Beside Venus, Jupiter is one of the two beneficial planets, standing for every possible positives. Being the father of all gods in old Greece (Zeus), he was told to be omniscient, wise and merciful, though he also was the god of thunder and lightning.
In astrology, Jupiter is standing for luck, optimism and abundance, and of course Jupiter is a male planet. He is the ruler of Sagittarius.
Jupiter is traditionally associated to the Emperor, yet in recent times people tend to connect him to the Wheel of Fortune. To me, for unknown reasons...

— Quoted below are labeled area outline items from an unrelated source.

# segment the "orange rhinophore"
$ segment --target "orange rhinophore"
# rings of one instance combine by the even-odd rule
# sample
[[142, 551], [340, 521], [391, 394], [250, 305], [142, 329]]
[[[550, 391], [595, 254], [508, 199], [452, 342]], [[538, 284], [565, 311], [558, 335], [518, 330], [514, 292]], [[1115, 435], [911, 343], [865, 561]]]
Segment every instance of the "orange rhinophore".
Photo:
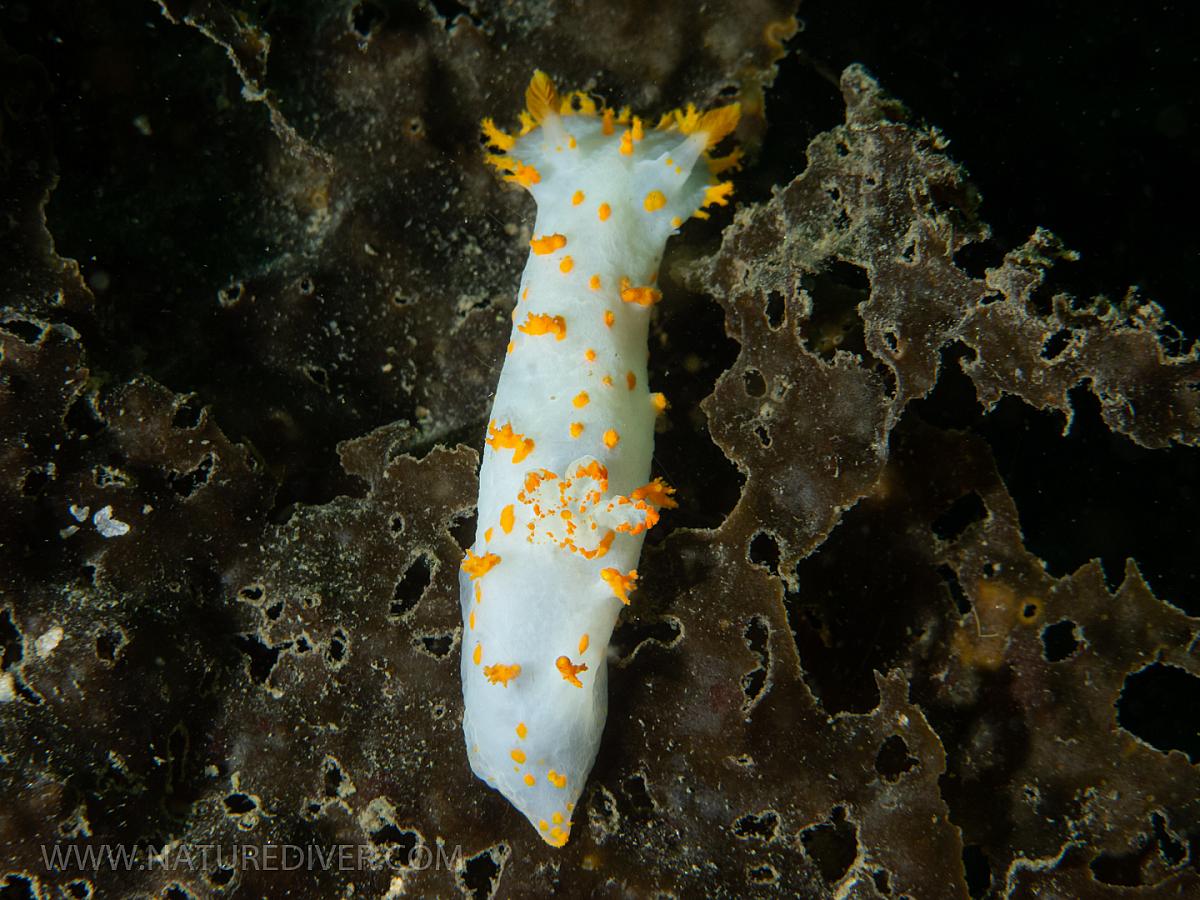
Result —
[[493, 450], [511, 450], [512, 462], [521, 462], [529, 454], [533, 452], [534, 443], [533, 438], [527, 438], [524, 434], [517, 434], [512, 431], [512, 425], [505, 422], [503, 427], [497, 428], [496, 422], [487, 426], [487, 439], [488, 446]]
[[612, 588], [613, 596], [629, 606], [629, 594], [637, 586], [637, 569], [630, 569], [626, 575], [619, 569], [601, 569], [600, 577]]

In Mesopotamian mythology Jupiter was associated with Marduk, the famous patron god of Babylonia. Marduk was the Babylonian main god looking after state and royalty and in extension Jupiter became the planet of the rulers and stayed it ever since.

As mentioned before the Mesopotamian gods can not always clearly be connected to specific planets when their attributions often shift. While Marduk was most prominently linked to Jupiter Mercury was also called 'Star of Marduk' at times and, more seldom, even Mars. The Babylonian 'King Star' could also be Regulus, the brightest star in the constellation of Leo. It just shifted tho and fro, depending on the astronomer at work.

What stayed in all the 'Jupiter representatives' among the gods was not only the royal attitude but a creation myth with striking resemblances.

Marduk
Marduk

In the Mesopotamian myth the first generation of gods were created by the ur-god Apsu (depicted as a primeval deity made of fresh water) and the ur-godess Tiamat (a primeval deity made of salt water and the embodiment of primordeal chaos), and one day Apsu got so upset by the descendants of his creation that he decides to destroy them all. The god Ea got knowledge about the sinister plan and killed Apsu, provoking a furious Tiamat to go on the war path. Tiamat turned out to be a horrible warrior who had a legion of monsters at her hand and the gods seemed doomed. Marduk promised to save them if they would make him King of the gods and when they agreed, he succeeded in destroying Tiamat by splitting her body in half and creating heaven and earth from it.

This is very similar to the Greek myth in which Zeus fought against his father Cronos (who had the habit of eating his children) and later the monsters sent by an upset Gaia.
(... with the difference that Marduk first created the human world while Zeus destroyed the proverbial Golden Age out of anger over Prometheus - thus a nice aspect of the evils of power abuse).

The Roman Jupiter was but another version of the Greek Zeus with no remarkable difference.